Chapter 27:

Search for the Golden Arch, Part 5


The next few days passed with no progress made on Caleb's search for the butterfly. While Joseph's advice was certainly helpful, in the end, there was still a lot of luck involved in discovering the elusive golden-arched butterfly.

Caleb woke up on a cold morning and stretched his arms. At this point, he had spent about six days here in the forest. He could already hear Hope's annoyed tone, subtly hinting that she wanted him to give up on this pointless search and move on to something more productive. To be honest, he was surprised she had gone this long without saying a word about it.

Caleb couldn't deny that she had a point. He was mostly doing this out of curiosity, and while the job was important, it wasn't something he needed to involve himself in. The responsible thing for him to do was to leave this job to the others and start taking on other work. He knew, yet he remained hesitant to actually do so.

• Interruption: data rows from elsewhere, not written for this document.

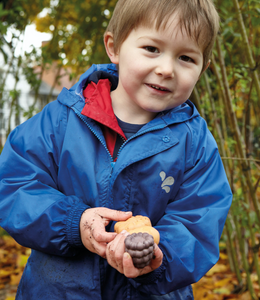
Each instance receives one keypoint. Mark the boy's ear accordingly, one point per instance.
(109, 45)
(207, 65)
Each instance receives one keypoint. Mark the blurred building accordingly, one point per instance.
(13, 114)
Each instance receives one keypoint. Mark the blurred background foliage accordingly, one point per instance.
(227, 95)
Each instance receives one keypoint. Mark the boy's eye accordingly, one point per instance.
(151, 49)
(186, 58)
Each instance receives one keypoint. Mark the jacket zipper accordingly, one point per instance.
(138, 134)
(112, 162)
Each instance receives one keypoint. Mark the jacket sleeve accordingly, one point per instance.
(32, 209)
(193, 222)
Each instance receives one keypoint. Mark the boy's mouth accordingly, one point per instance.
(159, 88)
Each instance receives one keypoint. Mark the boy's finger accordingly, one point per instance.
(129, 270)
(116, 215)
(104, 237)
(158, 258)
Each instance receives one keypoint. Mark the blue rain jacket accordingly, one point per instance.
(56, 165)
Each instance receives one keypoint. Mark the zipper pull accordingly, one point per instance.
(113, 164)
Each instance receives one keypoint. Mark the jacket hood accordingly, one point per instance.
(181, 113)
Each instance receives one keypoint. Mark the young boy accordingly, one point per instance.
(115, 146)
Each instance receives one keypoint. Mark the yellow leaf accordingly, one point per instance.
(15, 279)
(22, 260)
(222, 282)
(218, 268)
(5, 273)
(222, 291)
(223, 256)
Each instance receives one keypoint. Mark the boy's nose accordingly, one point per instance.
(165, 68)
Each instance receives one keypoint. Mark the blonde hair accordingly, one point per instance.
(198, 18)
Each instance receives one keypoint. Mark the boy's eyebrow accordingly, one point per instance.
(195, 50)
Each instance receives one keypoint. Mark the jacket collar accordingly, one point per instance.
(74, 97)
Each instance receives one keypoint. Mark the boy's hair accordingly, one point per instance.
(198, 18)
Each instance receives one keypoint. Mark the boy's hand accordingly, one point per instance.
(92, 228)
(122, 261)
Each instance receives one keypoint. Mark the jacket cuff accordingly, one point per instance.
(72, 225)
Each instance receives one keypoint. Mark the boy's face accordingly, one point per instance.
(157, 71)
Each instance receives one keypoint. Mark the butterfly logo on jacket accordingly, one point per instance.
(166, 182)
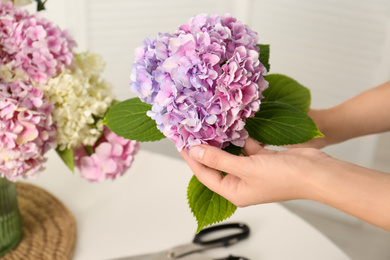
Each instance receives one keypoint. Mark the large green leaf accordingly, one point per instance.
(207, 206)
(278, 123)
(264, 55)
(129, 120)
(67, 157)
(287, 90)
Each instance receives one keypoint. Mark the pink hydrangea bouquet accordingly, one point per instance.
(208, 83)
(52, 97)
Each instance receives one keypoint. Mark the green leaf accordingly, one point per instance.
(129, 120)
(207, 206)
(281, 124)
(287, 90)
(264, 55)
(67, 157)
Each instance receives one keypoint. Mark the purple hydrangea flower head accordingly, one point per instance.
(32, 43)
(203, 81)
(27, 131)
(112, 156)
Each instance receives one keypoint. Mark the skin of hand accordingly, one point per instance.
(364, 114)
(265, 176)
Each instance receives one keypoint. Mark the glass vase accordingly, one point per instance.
(10, 220)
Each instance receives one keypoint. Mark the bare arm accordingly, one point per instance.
(299, 173)
(367, 113)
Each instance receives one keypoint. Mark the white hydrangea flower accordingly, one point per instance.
(81, 99)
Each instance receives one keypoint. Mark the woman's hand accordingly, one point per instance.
(262, 176)
(265, 176)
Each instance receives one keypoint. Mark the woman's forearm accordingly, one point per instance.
(364, 114)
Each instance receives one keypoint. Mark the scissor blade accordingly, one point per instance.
(154, 256)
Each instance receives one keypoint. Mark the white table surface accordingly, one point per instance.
(146, 210)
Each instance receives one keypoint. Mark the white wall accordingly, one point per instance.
(337, 48)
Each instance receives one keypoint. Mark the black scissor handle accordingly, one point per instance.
(243, 232)
(231, 257)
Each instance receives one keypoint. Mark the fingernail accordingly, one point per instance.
(197, 152)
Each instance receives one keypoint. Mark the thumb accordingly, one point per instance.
(216, 158)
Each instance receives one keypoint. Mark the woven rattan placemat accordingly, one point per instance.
(49, 229)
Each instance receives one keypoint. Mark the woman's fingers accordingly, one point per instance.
(218, 159)
(209, 177)
(252, 147)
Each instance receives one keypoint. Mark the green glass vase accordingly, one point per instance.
(10, 220)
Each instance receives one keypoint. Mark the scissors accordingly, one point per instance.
(200, 243)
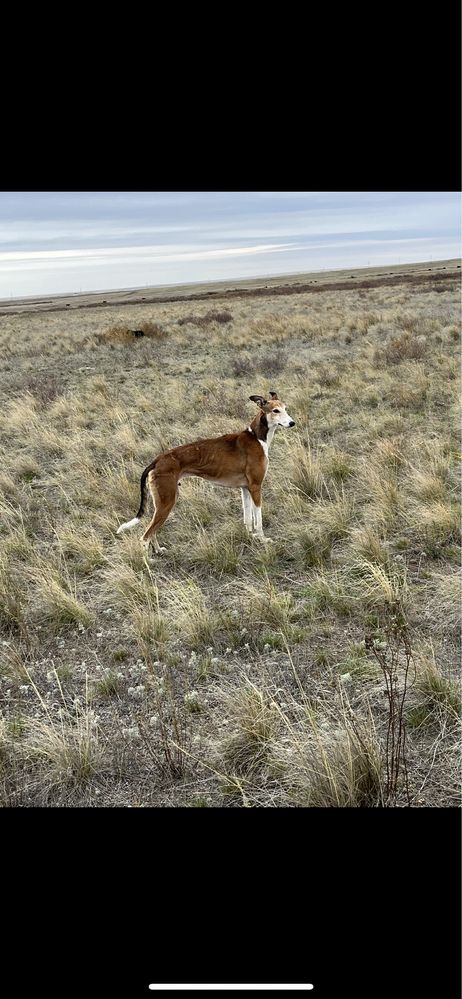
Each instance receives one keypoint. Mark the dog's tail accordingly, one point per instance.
(136, 520)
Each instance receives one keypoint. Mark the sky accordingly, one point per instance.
(70, 242)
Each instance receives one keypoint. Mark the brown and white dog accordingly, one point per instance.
(238, 460)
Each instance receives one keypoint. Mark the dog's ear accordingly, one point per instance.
(260, 401)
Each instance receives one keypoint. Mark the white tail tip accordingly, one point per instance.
(128, 525)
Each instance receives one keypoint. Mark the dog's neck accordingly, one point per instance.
(262, 431)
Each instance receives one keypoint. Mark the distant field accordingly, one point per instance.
(226, 673)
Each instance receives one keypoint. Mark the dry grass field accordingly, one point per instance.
(227, 672)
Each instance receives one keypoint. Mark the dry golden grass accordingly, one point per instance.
(226, 670)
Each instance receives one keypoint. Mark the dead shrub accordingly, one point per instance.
(122, 334)
(209, 317)
(401, 348)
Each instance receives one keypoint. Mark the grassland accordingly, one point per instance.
(226, 672)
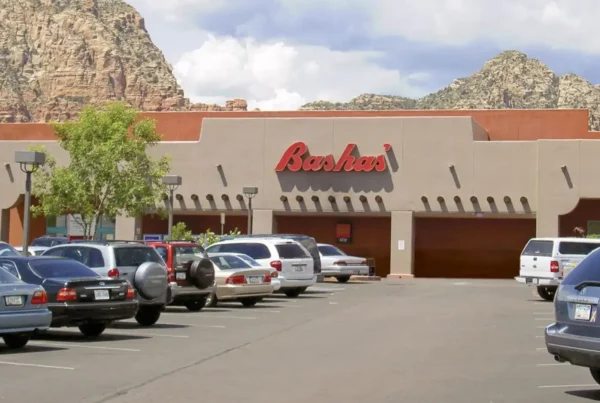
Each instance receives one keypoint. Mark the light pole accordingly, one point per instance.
(29, 162)
(250, 192)
(172, 182)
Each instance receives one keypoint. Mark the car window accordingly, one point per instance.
(60, 268)
(10, 267)
(230, 262)
(329, 250)
(290, 251)
(538, 248)
(135, 256)
(577, 248)
(254, 250)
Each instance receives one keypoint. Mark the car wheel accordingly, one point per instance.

Caleb emerged from the tent and found Hope idly stoking a small fire. She glanced at him with a raised eyebrow, as if asking whether or not he'd be continuing the search today. He exhaled a small sigh. At the very least, she deserved a deadline for what was essentially a personal whim.

“Three more days,” Caleb declared. “If I don't find it in the next three days, we'll leave.”

“Can I trust that promise?”

“Have I ever broken a promise to you?”

“You haven't made enough promises for me to have generated any empirical data on that.”

Caleb frowned. It had been a while since Hope had said anything so computer-like. “I promise. If I stay even a minute longer, I'll let you decide what kind of job we do next.”

“All right,” Hope said as she stood up. “Let's get going, then. We're checking the sap spots like always, right?”

Caleb nodded. That had been his basic routine for the past three days. He would check the sap spots in the morning, then once after lunch, then once again before he gave up the search for the day. It was relatively quick, and it gave him the chance to scout out the areas they were in as well, leaving him with less places to manually search through the rest of the day.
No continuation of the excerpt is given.